Contemporarily, various treatment modalities are available for OSCC, which include resection/excision, radiotherapy, systemic cytotoxic chemotherapy, immunotherapy, and any integration of these, either concomitantly or sequentially [39,40,41]. Surgery, radiotherapy, and chemotherapy are the main treatment approaches for locally advanced cancer [39,40,41]. Among the various chemoradiotherapy regimens available, cisplatin-containing regimens are often regarded as the standard choice of treatment and remain some of the most widely used treatments [42]. Understanding the side effects of the different types of treatment regimens is equally important, as this may affect the preferred choice of treatment. In this study, we have not studied the side effects of the treatment regimens employed in this study; thus, further studies will be required.

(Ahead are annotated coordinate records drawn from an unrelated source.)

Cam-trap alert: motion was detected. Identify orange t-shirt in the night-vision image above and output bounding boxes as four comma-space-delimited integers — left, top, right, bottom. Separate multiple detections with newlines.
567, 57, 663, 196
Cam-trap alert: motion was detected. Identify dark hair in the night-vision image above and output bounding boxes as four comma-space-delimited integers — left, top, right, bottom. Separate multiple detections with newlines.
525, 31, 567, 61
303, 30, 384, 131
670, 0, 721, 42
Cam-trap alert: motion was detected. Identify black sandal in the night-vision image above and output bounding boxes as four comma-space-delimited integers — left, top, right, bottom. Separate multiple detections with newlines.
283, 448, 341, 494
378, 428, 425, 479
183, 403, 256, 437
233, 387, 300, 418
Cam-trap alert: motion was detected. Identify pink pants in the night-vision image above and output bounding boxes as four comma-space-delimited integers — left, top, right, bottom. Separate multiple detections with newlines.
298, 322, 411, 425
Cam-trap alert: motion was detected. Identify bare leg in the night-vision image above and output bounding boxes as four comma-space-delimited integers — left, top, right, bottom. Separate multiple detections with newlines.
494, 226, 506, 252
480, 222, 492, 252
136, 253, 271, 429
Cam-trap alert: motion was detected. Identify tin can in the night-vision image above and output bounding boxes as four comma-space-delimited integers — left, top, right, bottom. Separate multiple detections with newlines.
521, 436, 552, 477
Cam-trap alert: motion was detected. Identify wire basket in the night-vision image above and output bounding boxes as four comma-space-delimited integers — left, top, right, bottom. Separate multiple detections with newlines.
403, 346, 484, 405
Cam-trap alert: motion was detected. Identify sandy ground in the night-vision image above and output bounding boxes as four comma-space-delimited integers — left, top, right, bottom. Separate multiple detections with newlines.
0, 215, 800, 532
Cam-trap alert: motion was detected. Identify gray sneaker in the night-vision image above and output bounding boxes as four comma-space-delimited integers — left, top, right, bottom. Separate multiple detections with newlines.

It has been reported that certain types of cancer behave and respond differently towards different types of treatment [39,40,41]. Due to the complex and unique anatomy of the head and neck region, limitations in surgical resection remain one of the main challenges, especially when the cancer lesions have progressed to an advanced stage. At this stage, even chemotherapy and radiotherapy treatment may not be able to offer the best desired outcome. Therefore, novel therapy strategies may offer an alternative treatment for head and neck cancer, especially when the cancer has advanced beyond the resectionable stage [43,44]. Recently, the use of targeted therapies for cancer treatment has been gaining interest [28,43,44]. Designing novel targeted therapies and understanding their molecular pathways of action can increase the ability to discover and design new targeted drugs. The findings of the effect of TRPV4 activation on OSCC or the effect of combination treatment of cisplatin and a TRPV4 agonist on OSCC observed in this study may help to develop new targeted therapies for OSCC.

5. Conclusions

While other pathways may be involved in promoting vessel maturation, the data obtained in this study suggest that a combination of a TRPV4 agonist with cisplatin for the treatment of OSCC promote vessels normalization via modulation of the Ang-1/Tie-2 pathway. Vascular normalization involves restoring deformities, both structurally and functionally, and this may lead to an improvement in the tumor microenvironment, as the responses towards various types of therapies, such as absorption of drugs, will be optimized.